= Territorial Army (France) =

The French Territorial Army (Armée territoriale) was a component of the French Army from 1872 to 1918. It consisted of men aged from 34 to 49 who were considered too old and insufficiently trained to serve in an active or reserve regiment.

== Creation ==
The Territorial Army was created by law on 27 July 1872 which established the principles of the military reserve.

This law established a military service obligation of twenty years for French men as follows:
- five years in the active army;
- four years in the Army Reserve;
- five years in the Territorial Army;
- six years in the Territorial Army Reserve.
== World War I ==
On 1 August 1914, France decreed a general mobilisation of its armed forces. A total of 145 territorial infantry regiments were formed at the start of hostilities. In addition, the Territorial Army formed cavalry squadrons, artillery groups, engineering battalions, and logistics units.
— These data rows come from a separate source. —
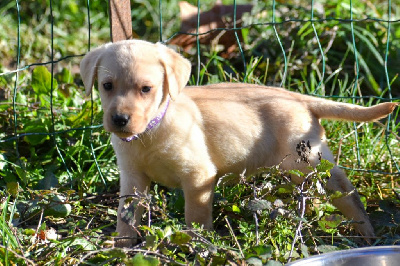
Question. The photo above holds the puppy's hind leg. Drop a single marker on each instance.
(198, 203)
(349, 203)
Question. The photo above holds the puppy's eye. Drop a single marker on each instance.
(146, 89)
(107, 86)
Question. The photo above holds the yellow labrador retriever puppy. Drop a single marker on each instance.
(188, 138)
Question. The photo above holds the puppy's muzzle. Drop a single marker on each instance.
(120, 120)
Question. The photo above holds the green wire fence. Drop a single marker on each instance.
(15, 136)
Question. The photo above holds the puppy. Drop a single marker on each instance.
(188, 138)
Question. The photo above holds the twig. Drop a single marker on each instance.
(302, 209)
(255, 212)
(234, 237)
(127, 250)
(40, 222)
(17, 255)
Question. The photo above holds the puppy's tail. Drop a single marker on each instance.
(350, 112)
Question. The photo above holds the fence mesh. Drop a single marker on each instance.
(37, 112)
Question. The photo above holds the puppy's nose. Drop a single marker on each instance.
(120, 120)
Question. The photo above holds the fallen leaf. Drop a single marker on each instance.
(220, 16)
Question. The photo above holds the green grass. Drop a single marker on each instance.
(58, 192)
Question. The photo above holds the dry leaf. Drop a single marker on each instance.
(220, 16)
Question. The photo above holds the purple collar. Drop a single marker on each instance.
(154, 122)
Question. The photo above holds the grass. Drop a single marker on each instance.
(58, 192)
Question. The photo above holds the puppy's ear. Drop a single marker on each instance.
(177, 70)
(88, 67)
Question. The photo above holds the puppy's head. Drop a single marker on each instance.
(134, 80)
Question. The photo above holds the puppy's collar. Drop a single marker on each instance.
(154, 122)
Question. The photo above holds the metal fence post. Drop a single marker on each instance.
(120, 20)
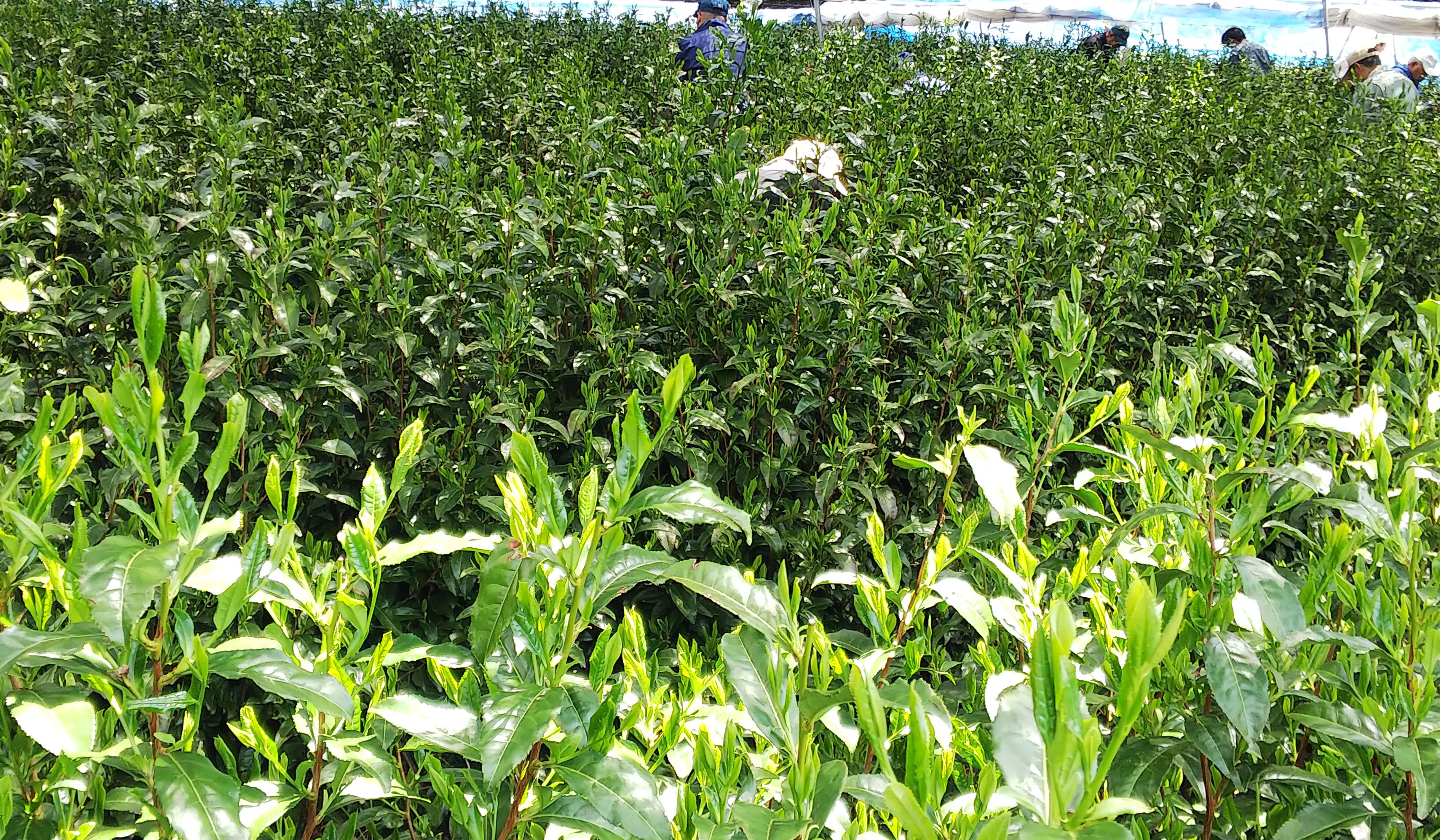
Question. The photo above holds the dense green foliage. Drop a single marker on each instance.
(415, 429)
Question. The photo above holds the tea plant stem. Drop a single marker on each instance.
(314, 777)
(1045, 456)
(526, 777)
(1210, 799)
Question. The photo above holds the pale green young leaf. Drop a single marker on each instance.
(63, 721)
(962, 597)
(625, 568)
(693, 503)
(1278, 597)
(1020, 751)
(902, 803)
(500, 580)
(446, 725)
(18, 643)
(235, 410)
(372, 495)
(408, 453)
(759, 823)
(515, 722)
(997, 479)
(677, 381)
(437, 542)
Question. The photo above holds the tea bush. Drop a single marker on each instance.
(414, 429)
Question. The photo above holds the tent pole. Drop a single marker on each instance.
(1325, 11)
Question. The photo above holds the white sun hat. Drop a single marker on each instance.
(1356, 55)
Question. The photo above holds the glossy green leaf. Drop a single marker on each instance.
(1141, 767)
(1343, 722)
(270, 669)
(754, 603)
(693, 503)
(18, 643)
(500, 578)
(1239, 684)
(761, 678)
(620, 792)
(1279, 598)
(120, 578)
(201, 803)
(575, 813)
(515, 722)
(1320, 820)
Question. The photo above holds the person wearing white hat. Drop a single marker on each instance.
(1373, 83)
(1420, 67)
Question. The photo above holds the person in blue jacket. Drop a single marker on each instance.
(712, 39)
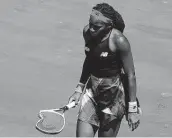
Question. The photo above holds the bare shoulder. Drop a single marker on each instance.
(120, 42)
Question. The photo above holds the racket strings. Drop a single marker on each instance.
(51, 122)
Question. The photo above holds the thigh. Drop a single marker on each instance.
(85, 129)
(111, 129)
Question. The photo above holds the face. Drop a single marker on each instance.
(98, 24)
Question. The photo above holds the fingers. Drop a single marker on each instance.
(133, 126)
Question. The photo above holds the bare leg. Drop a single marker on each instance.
(85, 129)
(111, 130)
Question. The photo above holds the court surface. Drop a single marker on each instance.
(42, 51)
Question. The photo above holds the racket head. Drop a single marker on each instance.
(51, 121)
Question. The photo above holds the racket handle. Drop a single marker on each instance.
(70, 105)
The Territorial Army was not intended to serve on the frontline. However, territorial units in the northern and eastern regions were engaged in battle to defend their towns and villages.

Thirteen territorial infantry divisions were formed to guard the Spanish and Italian borders, provide coastal defence against a German naval landing, and provide a reserve around Paris. As these threats receded, these divisions were gradually moved towards the frontline.

On August 1st, 1918, all existing territorial regiments were disbanded and their men distributed among the active and reserve regiments. Starting in January 1919, the Territorial Army began demobilising.